In today’s meeting, the NBR Board examined and approved the May 2021 Inflation Report, which incorporates the latest available data and information.

The current scenario shows the forecasted annual inflation rate following a relatively higher path over the next two years, as it is again revised significantly upwards in the short term and to a smaller extent over the latter part of the projection horizon. Specifically, the annual inflation rate is expected to climb visibly above the upper bound of the variation band of the target in 2021 H2, under the stronger transitory impact of supply-side factors, including the steep rise in some commodity prices likely to accelerate inflation globally. At the onset of 2022, the annual inflation rate is, however, seen returning and remaining afterwards in the upper half of the band, above the values anticipated in March 2021, amid the probably faster widening of the positive output gap after its reopening in 2021 Q3, in the context of relatively swifter economic growth, spurred inter alia by committing EU funds under the Next Generation EU programme.

Considerable uncertainties and risks to the new outlook further stem, however, from the evolution of the pandemic and of the associated restrictive measures, largely dependent on the extent and effectiveness of the vaccination process. Major sources of uncertainties and two-way risks also continue to be the fiscal policy stance, in the context of the budget consolidation presumed to be carried out gradually over the medium term, as well as the absorption of European funds, especially those under the Next Generation EU programme, considering inter alia the still ongoing procedures related to the 2021-2024 Convergence Programme and the National Recovery and Resilience Plan. Uncertainties are also associated with labour market conditions, given the recent positive developments in terms of new jobs and hiring intentions, but also the short-term outlook for government support measures. Also relevant continue to be the synchronised uptrends in many commodity prices.

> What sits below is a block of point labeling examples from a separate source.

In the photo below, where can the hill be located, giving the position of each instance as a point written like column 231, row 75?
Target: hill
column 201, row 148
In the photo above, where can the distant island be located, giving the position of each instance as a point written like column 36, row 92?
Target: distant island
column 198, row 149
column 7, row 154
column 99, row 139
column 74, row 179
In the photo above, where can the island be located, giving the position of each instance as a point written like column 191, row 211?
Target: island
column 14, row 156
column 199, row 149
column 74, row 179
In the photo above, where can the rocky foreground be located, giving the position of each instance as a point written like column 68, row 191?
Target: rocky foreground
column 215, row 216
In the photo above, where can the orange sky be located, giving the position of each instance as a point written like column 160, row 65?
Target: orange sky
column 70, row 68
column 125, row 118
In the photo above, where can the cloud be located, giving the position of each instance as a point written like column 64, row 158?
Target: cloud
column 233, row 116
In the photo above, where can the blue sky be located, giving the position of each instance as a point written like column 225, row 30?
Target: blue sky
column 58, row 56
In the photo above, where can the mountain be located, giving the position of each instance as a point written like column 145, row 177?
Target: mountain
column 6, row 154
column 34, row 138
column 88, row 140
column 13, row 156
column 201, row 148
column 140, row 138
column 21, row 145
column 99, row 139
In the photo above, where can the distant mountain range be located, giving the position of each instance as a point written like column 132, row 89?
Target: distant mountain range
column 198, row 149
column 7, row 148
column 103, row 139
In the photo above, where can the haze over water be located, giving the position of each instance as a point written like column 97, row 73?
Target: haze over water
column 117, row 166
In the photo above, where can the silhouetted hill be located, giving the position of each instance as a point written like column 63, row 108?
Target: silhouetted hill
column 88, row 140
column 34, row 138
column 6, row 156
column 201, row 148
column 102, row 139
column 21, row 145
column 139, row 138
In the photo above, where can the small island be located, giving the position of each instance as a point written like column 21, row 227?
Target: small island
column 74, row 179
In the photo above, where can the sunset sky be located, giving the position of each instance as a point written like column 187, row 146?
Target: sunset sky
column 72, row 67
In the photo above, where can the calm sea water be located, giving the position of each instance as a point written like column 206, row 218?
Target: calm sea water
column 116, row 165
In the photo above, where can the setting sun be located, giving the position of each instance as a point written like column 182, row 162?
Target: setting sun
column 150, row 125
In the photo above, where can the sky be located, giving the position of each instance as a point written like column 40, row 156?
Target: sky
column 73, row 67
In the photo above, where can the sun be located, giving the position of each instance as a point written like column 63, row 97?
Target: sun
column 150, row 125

In the meeting held today, 12 May 2021, based on the currently available data and assessments, and in light of the elevated uncertainty, the NBR Board decided to keep the monetary policy rate at 1.25 percent per annum; moreover, it decided to leave unchanged the deposit facility rate at 0.75 percent per annum and the lending (Lombard) facility rate at 1.75 percent per annum. Furthermore, the NBR Board decided to maintain the existing levels of minimum reserve requirement ratios on both leu- and foreign currency-denominated liabilities of credit institutions.

The NBR Board decisions aim to preserve price stability over the medium term in line with the 2.5 percent ±1 percentage point flat inflation target, in a manner supportive of the recovery of economic activity in the context of fiscal consolidation, while safeguarding financial stability.

The NBR is closely monitoring domestic and global developments and stands ready to use its available instruments in order to achieve the overriding objective regarding medium-term price stability.

The new quarterly Inflation Report will be published on 14 May 2021 at 12:00 p.m. The account (minutes) of discussions underlying the adoption of the monetary policy decision during today’s meeting will be posted on the NBR’s website on 24 May 2021, at 3:00 p.m.

In line with the calendar, the next monetary policy meeting of the NBR Board is scheduled for 7 July 2021.